Du point de vue de la théorie X, les institutions ne parviennent pas à innover parce que la plupart des gens n’ont pas le désir d’innover, ainsi donc on oublie la théorie de l’innovation de Drucker. La réponse à ce problème est simple : trouver des personnes plus compétentes, mais c’est une histoire sans fin. « Nous n’avons pas les bonnes personnes » est une excuse qui convient à toutes les époques et à toutes les circonstances, c’est un refuge pour les faibles. De plus, cela masque la tâche fondamentale des dirigeants d’aider les gens à faire plus ensemble qu’ils ne le pourraient individuellement.

Si, d’autre part, nous adoptons la perspective de la théorie Y, que la plupart des gens viennent travailler (ou du moins sont venus travailler à un moment donné) désireux vraiment de faire une différence, de gagner, comme le dit Peter Drucker, un « retour sur leur citoyenneté », alors l’échec de l’innovation devient un plus grand puzzle. On ne peut pas mettre à pied le fait de ne pas avoir les bonnes personnes. Cela doit avoir plus à voir avec les raisons pour lesquelles les trois pratiques de base de Drucker sont plus difficiles qu’il n’y paraît. Cela exige que nous essayions de comprendre comment il est possible que de bonnes personnes, désireuses d’apprendre et d’innover, ne parviennent pas à produire ce qu’elles veulent.

A suivre…..

La discipline de construction d’une vision partagée : Encourager la vision personnelle

Comme je l’ai déjà exprimé aux membres de mon équipe : « Ma vision n’est pas ce qui est important pour vous. La seule vision qui vous motive est votre vision. »
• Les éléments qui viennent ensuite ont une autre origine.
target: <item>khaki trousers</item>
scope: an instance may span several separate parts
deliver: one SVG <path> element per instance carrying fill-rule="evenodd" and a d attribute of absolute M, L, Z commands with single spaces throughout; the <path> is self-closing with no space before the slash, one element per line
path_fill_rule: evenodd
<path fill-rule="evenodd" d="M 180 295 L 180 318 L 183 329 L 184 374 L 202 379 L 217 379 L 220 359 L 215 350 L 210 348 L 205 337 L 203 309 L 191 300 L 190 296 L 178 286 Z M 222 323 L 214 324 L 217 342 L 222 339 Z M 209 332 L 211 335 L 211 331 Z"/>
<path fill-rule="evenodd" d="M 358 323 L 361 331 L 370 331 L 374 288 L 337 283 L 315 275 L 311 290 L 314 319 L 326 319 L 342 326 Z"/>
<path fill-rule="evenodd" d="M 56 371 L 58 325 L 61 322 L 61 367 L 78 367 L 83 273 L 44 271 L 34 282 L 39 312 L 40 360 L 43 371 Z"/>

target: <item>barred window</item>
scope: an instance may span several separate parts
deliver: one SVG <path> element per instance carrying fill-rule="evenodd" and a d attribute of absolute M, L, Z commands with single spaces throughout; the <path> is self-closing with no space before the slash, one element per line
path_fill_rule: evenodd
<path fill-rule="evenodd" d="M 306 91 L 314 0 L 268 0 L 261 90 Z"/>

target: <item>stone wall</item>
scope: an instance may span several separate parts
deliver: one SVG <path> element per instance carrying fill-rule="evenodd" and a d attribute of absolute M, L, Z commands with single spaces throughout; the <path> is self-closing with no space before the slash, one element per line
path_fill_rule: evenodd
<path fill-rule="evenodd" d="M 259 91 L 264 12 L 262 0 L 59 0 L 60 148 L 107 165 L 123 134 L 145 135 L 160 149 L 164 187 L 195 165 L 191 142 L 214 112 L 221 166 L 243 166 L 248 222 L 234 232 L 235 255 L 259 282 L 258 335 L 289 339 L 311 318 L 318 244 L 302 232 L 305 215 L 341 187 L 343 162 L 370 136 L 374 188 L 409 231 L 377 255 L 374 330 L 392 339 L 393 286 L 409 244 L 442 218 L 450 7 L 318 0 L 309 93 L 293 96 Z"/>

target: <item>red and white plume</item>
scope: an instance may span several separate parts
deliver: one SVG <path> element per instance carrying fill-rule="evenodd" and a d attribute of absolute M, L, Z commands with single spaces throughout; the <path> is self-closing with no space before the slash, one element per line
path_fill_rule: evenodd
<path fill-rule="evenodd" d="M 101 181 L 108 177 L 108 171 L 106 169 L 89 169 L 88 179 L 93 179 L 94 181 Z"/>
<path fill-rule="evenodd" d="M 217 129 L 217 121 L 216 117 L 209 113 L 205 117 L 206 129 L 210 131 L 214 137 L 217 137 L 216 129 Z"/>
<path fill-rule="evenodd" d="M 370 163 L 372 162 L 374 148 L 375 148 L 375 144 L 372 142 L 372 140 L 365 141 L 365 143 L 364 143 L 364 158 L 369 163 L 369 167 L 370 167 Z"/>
Des visions partagées émergent de visions personnelles. C’est ainsi qu’elles tirent leur énergie et qu’elles favorisent l’engagement. Ce n’est pas que les gens se soucient uniquement de leur intérêt personnel. En fait, les visions personnelles des gens comprennent généralement des dimensions qui concernent la famille, l’organisation, la communauté et même le monde. La vision est enracinée dans l’ensemble de valeurs, de préoccupations et d’aspirations d’un individu. C’est pourquoi le véritable souci d’une vision partagée est enraciné dans des visions personnelles. Cette simple vérité est perdue pour de nombreux dirigeants, qui décident que leur organisation doit développer une vision d’ici demain!
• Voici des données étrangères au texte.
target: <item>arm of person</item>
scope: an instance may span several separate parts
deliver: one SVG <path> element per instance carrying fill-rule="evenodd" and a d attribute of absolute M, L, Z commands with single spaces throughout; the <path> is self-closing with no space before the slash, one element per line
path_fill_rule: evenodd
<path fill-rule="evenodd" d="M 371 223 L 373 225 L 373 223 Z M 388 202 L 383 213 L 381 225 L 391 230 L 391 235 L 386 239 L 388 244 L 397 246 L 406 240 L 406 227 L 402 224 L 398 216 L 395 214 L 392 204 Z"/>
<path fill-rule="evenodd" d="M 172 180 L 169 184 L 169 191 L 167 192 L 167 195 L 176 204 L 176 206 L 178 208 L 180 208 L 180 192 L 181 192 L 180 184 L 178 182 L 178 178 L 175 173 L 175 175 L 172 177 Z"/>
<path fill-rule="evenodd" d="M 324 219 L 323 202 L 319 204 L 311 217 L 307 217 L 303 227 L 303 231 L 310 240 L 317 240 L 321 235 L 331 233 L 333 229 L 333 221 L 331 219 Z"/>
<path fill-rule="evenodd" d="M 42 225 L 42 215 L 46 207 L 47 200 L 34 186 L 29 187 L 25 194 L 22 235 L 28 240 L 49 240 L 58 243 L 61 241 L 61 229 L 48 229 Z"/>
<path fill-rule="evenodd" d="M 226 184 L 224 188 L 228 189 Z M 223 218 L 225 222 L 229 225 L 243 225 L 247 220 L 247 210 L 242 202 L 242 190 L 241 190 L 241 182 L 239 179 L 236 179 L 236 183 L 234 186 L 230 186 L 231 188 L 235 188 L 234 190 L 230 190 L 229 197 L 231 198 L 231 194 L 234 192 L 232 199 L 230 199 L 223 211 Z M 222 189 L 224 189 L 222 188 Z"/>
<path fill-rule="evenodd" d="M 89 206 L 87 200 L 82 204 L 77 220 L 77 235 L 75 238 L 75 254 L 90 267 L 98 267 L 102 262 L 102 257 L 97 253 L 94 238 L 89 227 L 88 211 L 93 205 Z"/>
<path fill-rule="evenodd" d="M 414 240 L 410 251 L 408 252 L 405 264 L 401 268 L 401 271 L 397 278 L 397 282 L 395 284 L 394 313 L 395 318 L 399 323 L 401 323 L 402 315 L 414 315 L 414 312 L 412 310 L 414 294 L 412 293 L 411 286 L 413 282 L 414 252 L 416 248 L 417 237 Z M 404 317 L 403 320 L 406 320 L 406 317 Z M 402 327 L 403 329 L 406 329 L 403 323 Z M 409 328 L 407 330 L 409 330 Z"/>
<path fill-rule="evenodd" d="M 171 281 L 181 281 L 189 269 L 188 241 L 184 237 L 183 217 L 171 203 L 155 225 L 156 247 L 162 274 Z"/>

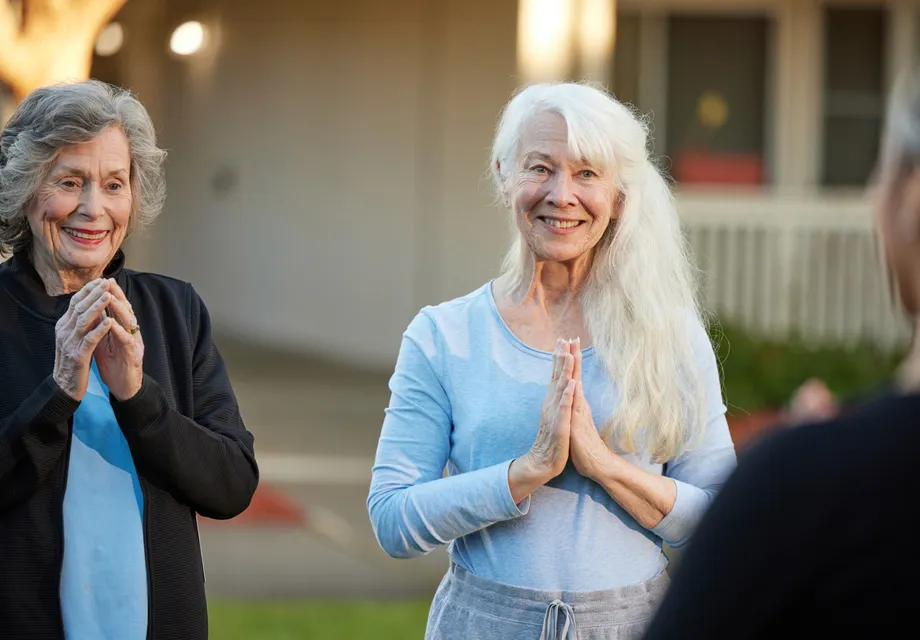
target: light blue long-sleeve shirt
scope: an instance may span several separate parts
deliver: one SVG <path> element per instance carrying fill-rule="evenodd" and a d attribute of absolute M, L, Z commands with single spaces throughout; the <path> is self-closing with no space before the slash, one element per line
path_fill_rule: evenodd
<path fill-rule="evenodd" d="M 706 433 L 667 464 L 677 499 L 645 529 L 571 464 L 514 503 L 508 467 L 536 438 L 552 354 L 508 329 L 491 283 L 426 307 L 403 335 L 390 380 L 367 500 L 380 545 L 391 556 L 413 557 L 449 543 L 451 559 L 464 569 L 532 589 L 610 589 L 658 575 L 667 565 L 662 540 L 678 547 L 689 538 L 735 464 L 718 367 L 702 327 L 697 344 L 709 397 Z M 617 397 L 593 348 L 584 350 L 582 380 L 602 424 Z M 627 459 L 662 473 L 647 455 Z"/>

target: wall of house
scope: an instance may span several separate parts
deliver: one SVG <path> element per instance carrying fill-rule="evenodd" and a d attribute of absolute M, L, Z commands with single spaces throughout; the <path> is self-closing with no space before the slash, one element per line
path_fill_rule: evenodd
<path fill-rule="evenodd" d="M 219 25 L 217 49 L 165 55 L 192 18 Z M 391 366 L 421 306 L 495 275 L 508 225 L 484 176 L 516 85 L 515 3 L 174 2 L 135 19 L 164 32 L 123 80 L 170 156 L 166 210 L 132 256 L 192 281 L 222 330 Z"/>

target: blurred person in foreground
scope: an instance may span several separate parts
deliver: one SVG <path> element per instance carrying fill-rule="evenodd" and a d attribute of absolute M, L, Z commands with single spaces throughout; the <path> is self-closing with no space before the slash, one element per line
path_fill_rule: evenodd
<path fill-rule="evenodd" d="M 646 135 L 588 85 L 517 93 L 491 162 L 505 269 L 403 335 L 368 509 L 391 556 L 450 543 L 429 640 L 638 636 L 662 542 L 686 542 L 734 468 Z"/>
<path fill-rule="evenodd" d="M 37 89 L 0 134 L 0 636 L 204 639 L 196 514 L 258 482 L 208 312 L 125 267 L 163 205 L 144 107 Z"/>
<path fill-rule="evenodd" d="M 920 82 L 892 100 L 876 228 L 896 293 L 920 323 Z M 918 327 L 920 328 L 920 327 Z M 819 381 L 793 429 L 741 461 L 688 545 L 648 635 L 894 637 L 916 617 L 920 332 L 894 389 L 839 411 Z M 913 514 L 913 515 L 912 515 Z"/>

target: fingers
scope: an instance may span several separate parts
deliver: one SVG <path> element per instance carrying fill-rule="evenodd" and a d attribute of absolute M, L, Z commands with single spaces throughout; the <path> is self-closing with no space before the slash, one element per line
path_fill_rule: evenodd
<path fill-rule="evenodd" d="M 553 350 L 553 375 L 550 378 L 553 382 L 559 380 L 559 374 L 562 372 L 562 340 L 556 340 L 556 348 Z"/>
<path fill-rule="evenodd" d="M 118 320 L 119 325 L 128 330 L 137 326 L 137 318 L 134 317 L 134 313 L 131 311 L 131 305 L 128 304 L 128 301 L 119 299 L 118 295 L 114 292 L 111 292 L 109 295 L 113 296 L 109 303 L 109 309 L 111 309 L 115 319 Z"/>
<path fill-rule="evenodd" d="M 585 388 L 581 380 L 575 382 L 575 399 L 574 408 L 580 414 L 590 415 L 591 407 L 588 405 L 588 399 L 585 398 Z"/>
<path fill-rule="evenodd" d="M 565 363 L 562 368 L 563 384 L 572 379 L 572 373 L 575 371 L 575 356 L 571 353 L 565 354 Z"/>
<path fill-rule="evenodd" d="M 74 296 L 70 299 L 70 309 L 72 311 L 75 311 L 77 309 L 77 305 L 83 302 L 91 294 L 97 292 L 100 285 L 104 283 L 105 283 L 105 280 L 103 278 L 96 278 L 95 280 L 91 282 L 87 282 L 85 285 L 83 285 L 83 288 L 77 291 L 74 294 Z M 92 302 L 90 302 L 89 304 L 92 304 Z"/>
<path fill-rule="evenodd" d="M 572 356 L 575 358 L 575 367 L 572 370 L 572 377 L 575 380 L 581 381 L 581 338 L 575 338 L 569 341 L 569 348 L 572 351 Z"/>
<path fill-rule="evenodd" d="M 111 280 L 111 279 L 110 279 L 108 282 L 109 282 L 109 291 L 112 292 L 112 295 L 114 295 L 116 299 L 121 300 L 122 303 L 123 303 L 128 309 L 130 309 L 130 308 L 131 308 L 131 303 L 128 302 L 128 296 L 125 295 L 124 289 L 122 289 L 122 288 L 118 285 L 118 282 L 115 281 L 115 280 Z"/>
<path fill-rule="evenodd" d="M 106 316 L 95 329 L 83 336 L 83 347 L 86 352 L 92 353 L 115 324 L 114 320 Z"/>
<path fill-rule="evenodd" d="M 86 291 L 88 288 L 89 287 L 84 287 L 77 293 L 77 295 L 83 291 Z M 89 292 L 83 296 L 82 300 L 73 305 L 71 314 L 75 317 L 79 317 L 80 315 L 86 313 L 86 311 L 90 309 L 94 304 L 96 304 L 100 298 L 105 296 L 111 298 L 111 295 L 108 293 L 108 287 L 106 286 L 105 281 L 100 280 L 99 284 L 97 284 L 95 287 L 92 287 L 92 289 L 90 289 Z M 74 296 L 74 299 L 75 298 L 76 296 Z"/>
<path fill-rule="evenodd" d="M 95 296 L 95 294 L 93 295 Z M 87 298 L 87 300 L 89 299 Z M 97 327 L 96 321 L 103 315 L 103 310 L 109 306 L 111 301 L 112 295 L 107 291 L 96 296 L 95 302 L 75 318 L 77 333 L 86 335 L 91 330 L 94 330 Z M 85 302 L 81 303 L 81 305 L 85 304 Z"/>
<path fill-rule="evenodd" d="M 562 398 L 559 400 L 560 409 L 571 409 L 575 402 L 575 384 L 574 380 L 569 380 L 562 391 Z"/>
<path fill-rule="evenodd" d="M 112 335 L 125 346 L 133 345 L 136 338 L 136 336 L 131 335 L 131 333 L 118 322 L 112 323 Z"/>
Les organisations désireuses de bâtir des visions partagées encouragent continuellement les membres à développer leurs visions personnelles. Si les gens n’ont pas leur propre vision, tout ce qu’ils peuvent faire est de «s’inscrire» pour quelqu’un d’autre. Le résultat est la conformité, jamais l’engagement. D’un autre côté, les personnes ayant un fort sens de l’orientation personnelle peuvent se réunir pour créer une synergie puissante vers ce que je/nous voulons vraiment.
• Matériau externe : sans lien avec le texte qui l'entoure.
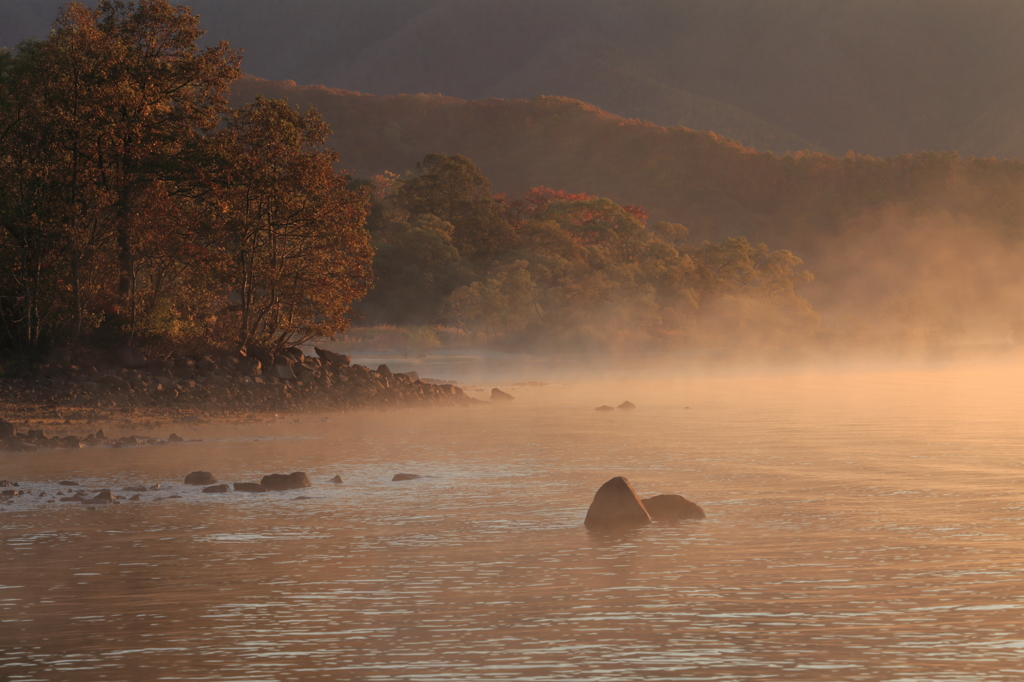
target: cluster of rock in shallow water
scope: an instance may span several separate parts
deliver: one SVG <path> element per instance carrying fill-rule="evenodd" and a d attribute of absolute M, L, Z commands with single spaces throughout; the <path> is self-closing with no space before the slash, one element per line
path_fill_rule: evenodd
<path fill-rule="evenodd" d="M 398 473 L 391 480 L 413 481 L 421 478 L 424 476 L 420 474 Z M 341 476 L 335 476 L 328 483 L 337 485 L 344 483 L 344 479 Z M 60 501 L 104 505 L 120 504 L 123 499 L 139 502 L 142 501 L 142 495 L 145 493 L 166 491 L 166 488 L 159 483 L 149 486 L 127 486 L 118 491 L 122 493 L 121 495 L 116 494 L 110 488 L 91 491 L 81 488 L 75 490 L 74 488 L 79 485 L 75 481 L 60 481 L 58 485 L 66 490 L 60 494 L 42 491 L 38 493 L 38 497 L 50 496 L 51 499 L 46 500 L 48 503 Z M 290 474 L 267 474 L 260 479 L 259 483 L 242 481 L 232 483 L 230 486 L 227 483 L 219 483 L 209 471 L 193 471 L 185 477 L 185 485 L 202 486 L 203 493 L 223 494 L 229 492 L 286 492 L 303 490 L 313 484 L 304 471 L 293 471 Z M 126 497 L 127 493 L 133 494 L 131 497 Z M 18 498 L 28 495 L 35 495 L 35 493 L 29 489 L 22 490 L 18 483 L 0 480 L 0 499 L 8 504 L 13 504 Z M 154 497 L 152 501 L 180 498 L 181 495 L 171 494 Z M 295 499 L 308 498 L 300 496 Z M 684 521 L 704 518 L 706 518 L 704 510 L 681 495 L 655 495 L 641 500 L 629 480 L 623 476 L 616 476 L 598 489 L 590 508 L 587 509 L 587 516 L 583 523 L 590 530 L 607 531 L 643 526 L 652 521 Z"/>
<path fill-rule="evenodd" d="M 399 478 L 400 476 L 421 478 L 416 474 L 396 474 L 392 480 L 409 480 L 408 478 Z M 344 479 L 341 476 L 335 476 L 330 479 L 328 483 L 338 484 L 344 483 Z M 288 490 L 301 490 L 303 488 L 309 488 L 312 486 L 312 482 L 309 480 L 309 476 L 303 471 L 293 471 L 290 474 L 268 474 L 264 476 L 259 483 L 247 483 L 239 482 L 229 486 L 227 483 L 218 483 L 217 479 L 214 478 L 213 474 L 209 471 L 193 471 L 185 477 L 184 484 L 187 486 L 203 486 L 202 491 L 204 493 L 226 493 L 230 491 L 235 492 L 246 492 L 246 493 L 266 493 L 271 491 L 288 491 Z M 130 502 L 138 502 L 143 499 L 142 495 L 147 492 L 168 492 L 168 487 L 160 483 L 153 485 L 134 485 L 120 488 L 117 492 L 122 493 L 118 495 L 110 488 L 100 488 L 94 490 L 86 490 L 79 487 L 77 481 L 60 481 L 58 484 L 61 488 L 66 489 L 63 493 L 47 493 L 41 491 L 38 494 L 33 490 L 22 489 L 22 486 L 14 481 L 0 480 L 0 498 L 3 498 L 8 504 L 13 504 L 15 500 L 24 496 L 38 496 L 46 497 L 51 496 L 53 499 L 47 500 L 47 502 L 80 502 L 83 504 L 90 505 L 102 505 L 102 504 L 120 504 L 122 500 L 128 500 Z M 76 489 L 77 488 L 77 489 Z M 127 493 L 134 493 L 130 497 Z M 181 495 L 171 494 L 161 497 L 152 498 L 153 501 L 166 500 L 166 499 L 180 499 Z M 299 498 L 301 499 L 301 498 Z"/>
<path fill-rule="evenodd" d="M 421 474 L 407 474 L 398 473 L 395 474 L 391 479 L 392 481 L 414 481 L 420 478 L 425 478 Z M 344 483 L 345 479 L 341 476 L 334 476 L 327 481 L 337 485 Z M 227 483 L 219 483 L 212 473 L 209 471 L 192 471 L 185 476 L 184 484 L 187 486 L 203 486 L 202 491 L 204 493 L 227 493 L 227 492 L 241 492 L 241 493 L 267 493 L 273 491 L 288 491 L 288 490 L 301 490 L 303 488 L 309 488 L 313 483 L 309 480 L 309 476 L 304 471 L 293 471 L 290 474 L 267 474 L 259 483 L 252 482 L 238 482 L 232 483 L 230 486 Z M 53 493 L 55 499 L 47 500 L 48 502 L 81 502 L 83 504 L 120 504 L 121 500 L 127 499 L 131 502 L 138 502 L 142 500 L 142 494 L 147 492 L 167 492 L 167 488 L 160 483 L 153 485 L 134 485 L 126 486 L 118 490 L 120 493 L 134 493 L 131 497 L 126 495 L 117 495 L 110 488 L 100 488 L 96 490 L 85 490 L 79 488 L 77 481 L 60 481 L 58 484 L 61 488 L 66 488 L 66 495 L 58 495 Z M 74 488 L 78 488 L 75 490 Z M 16 499 L 28 495 L 36 495 L 36 493 L 30 489 L 22 489 L 21 484 L 9 481 L 0 480 L 0 498 L 12 504 Z M 47 493 L 45 491 L 39 492 L 39 497 L 45 497 Z M 168 495 L 164 497 L 154 498 L 156 500 L 166 499 L 180 499 L 181 495 Z M 303 499 L 303 498 L 297 498 Z"/>
<path fill-rule="evenodd" d="M 13 452 L 57 449 L 77 450 L 83 447 L 127 448 L 135 445 L 162 445 L 165 443 L 182 443 L 184 441 L 185 439 L 176 433 L 172 433 L 166 439 L 135 435 L 107 438 L 103 429 L 82 437 L 48 436 L 42 429 L 19 431 L 14 424 L 0 419 L 0 450 Z"/>
<path fill-rule="evenodd" d="M 347 355 L 316 353 L 256 349 L 151 360 L 135 348 L 80 359 L 55 352 L 51 362 L 5 381 L 0 398 L 100 410 L 198 405 L 233 412 L 472 401 L 459 387 L 423 381 L 416 372 L 394 373 L 387 365 L 372 370 L 351 364 Z"/>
La maîtrise personnelle est le fondement du développement de visions partagées. Cela signifie non seulement une vision personnelle, mais un engagement envers la vérité et la tension créative qui sont les caractéristiques de la maîtrise personnelle. La vision partagée peut générer des niveaux de tension créative qui vont bien au-delà des «niveaux de confort» des individus. Ceux qui contribueront le plus à la réalisation d’une vision élevée seront ceux qui peuvent «maintenir» cette tension créative, c’est-à-dire rester clair sur la vision et continuer pour enquêter sur la réalité actuelle, ce sont eux qui croient profondément en leur capacité à créer leur avenir, car c’est ce qu’ils vivent personnellement.

En encourageant la vision personnelle, les organisations doivent faire attention à ne pas empiéter sur les libertés individuelles. Personne ne peut donner à un autre «sa vision», ni la veille l’obliger à développer une vision. Cependant, il existe des actions positives qui peuvent être prises pour créer un climat qui encourage la vision personnelle. La plus direct est que les dirigeants qui ont un sens de la vision commutent cela de telle manière que les autres soient encouragés à partager leurs visions. C’est l’art du leadership visionnaire qui fait émerger la vision partagée construite à partir de visions personnelles.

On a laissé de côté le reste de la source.